The issue was oversubscribed by over six times by qualified institutional buyers (QIB) but received a tepid 23 per cent subscription from retail investors. The stock, however, had an impressive listing on Friday. It listed at ₹1,710 — a gain of 14 per cent from its issue price of ₹1,500, and the gain widened by the end of the day. At the closing price of nearly ₹1,820, the stock finally registered a 21 per cent gain.

At the issue price of ₹1,500, the stock discounted its trailing 12-month (ended June 2020) earnings by almost 26 times and the FY20 earnings by 30 times. Though not cheap, this looked reasonably priced compared to global peers. Recipharm AB and the Lonza Group AG, Gland Pharma’s global peers traded at trailing 12-month P/E multiples of 34 times and 56 times, respectively around the time the IPO opened.

At Friday’s closing price of ₹1,820, Gland Pharma discounts its trailing 12-month (ended June 2020) earnings by almost 31 times and the FY20 earnings by 36 times. Though not strictly comparable, the valuation for the S&P BSE Healthcare Index can give some perspective on the stock’s valuation. The index currently trades at a trailing 12-month P/E multiple of almost 45 times which makes Gland Pharma look reasonably valued.
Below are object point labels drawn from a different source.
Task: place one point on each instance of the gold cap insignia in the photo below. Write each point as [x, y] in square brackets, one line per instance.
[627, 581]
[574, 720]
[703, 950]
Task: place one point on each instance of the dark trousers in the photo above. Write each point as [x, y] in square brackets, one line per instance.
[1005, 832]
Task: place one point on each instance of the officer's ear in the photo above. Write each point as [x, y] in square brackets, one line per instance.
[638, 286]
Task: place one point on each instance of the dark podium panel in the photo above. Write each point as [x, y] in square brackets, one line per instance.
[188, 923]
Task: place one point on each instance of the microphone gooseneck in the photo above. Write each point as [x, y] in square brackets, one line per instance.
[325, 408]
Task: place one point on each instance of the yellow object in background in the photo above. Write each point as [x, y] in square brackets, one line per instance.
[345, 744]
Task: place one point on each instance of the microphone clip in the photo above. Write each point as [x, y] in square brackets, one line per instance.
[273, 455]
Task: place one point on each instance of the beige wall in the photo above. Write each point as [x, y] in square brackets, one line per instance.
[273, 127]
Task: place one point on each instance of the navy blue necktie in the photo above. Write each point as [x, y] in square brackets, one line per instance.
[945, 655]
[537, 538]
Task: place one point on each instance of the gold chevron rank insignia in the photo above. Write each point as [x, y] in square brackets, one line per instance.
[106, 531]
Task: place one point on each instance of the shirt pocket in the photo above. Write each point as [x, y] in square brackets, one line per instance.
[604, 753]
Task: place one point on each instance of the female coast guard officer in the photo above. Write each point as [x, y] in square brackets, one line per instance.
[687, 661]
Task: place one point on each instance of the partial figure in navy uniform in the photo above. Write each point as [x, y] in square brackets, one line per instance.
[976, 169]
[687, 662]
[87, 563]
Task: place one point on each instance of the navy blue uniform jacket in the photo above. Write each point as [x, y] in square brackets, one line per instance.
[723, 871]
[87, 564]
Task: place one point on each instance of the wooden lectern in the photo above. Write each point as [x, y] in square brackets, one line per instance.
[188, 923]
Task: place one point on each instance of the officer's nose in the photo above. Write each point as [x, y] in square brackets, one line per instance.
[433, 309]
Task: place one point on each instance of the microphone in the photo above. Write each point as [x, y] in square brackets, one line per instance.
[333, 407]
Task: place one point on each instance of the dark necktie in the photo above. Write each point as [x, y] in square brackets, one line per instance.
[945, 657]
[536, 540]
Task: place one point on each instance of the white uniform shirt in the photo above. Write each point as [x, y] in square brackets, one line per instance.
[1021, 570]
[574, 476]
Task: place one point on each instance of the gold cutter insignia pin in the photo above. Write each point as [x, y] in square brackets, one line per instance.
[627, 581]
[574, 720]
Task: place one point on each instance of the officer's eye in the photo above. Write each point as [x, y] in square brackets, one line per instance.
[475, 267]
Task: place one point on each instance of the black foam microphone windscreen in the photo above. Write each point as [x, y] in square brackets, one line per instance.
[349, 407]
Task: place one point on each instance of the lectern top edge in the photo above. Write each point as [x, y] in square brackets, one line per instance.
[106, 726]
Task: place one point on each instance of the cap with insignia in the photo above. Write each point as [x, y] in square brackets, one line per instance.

Gland Pharma is a business-to-business (B2B) player in the fast-growing global (particularly the US) generic injectables space, within the otherwise highly competitive generics market. Its B2B model offers it the advantage of revenue and cash flow certainty and cost savings. This is reflected in the company’s strong financials – high operating profit margins, double-digit growth in revenue and profit, almost no debt, and high cash balance. The company is also expanding its production capacity for both formulations and APIs (active pharmaceutical ingredients), the latter to strengthen backward integration.

Given the company’s profitable B2B business model, strong balance sheet and planned capacity expansions, the stock looks worth holding despite the impressive gains on listing day.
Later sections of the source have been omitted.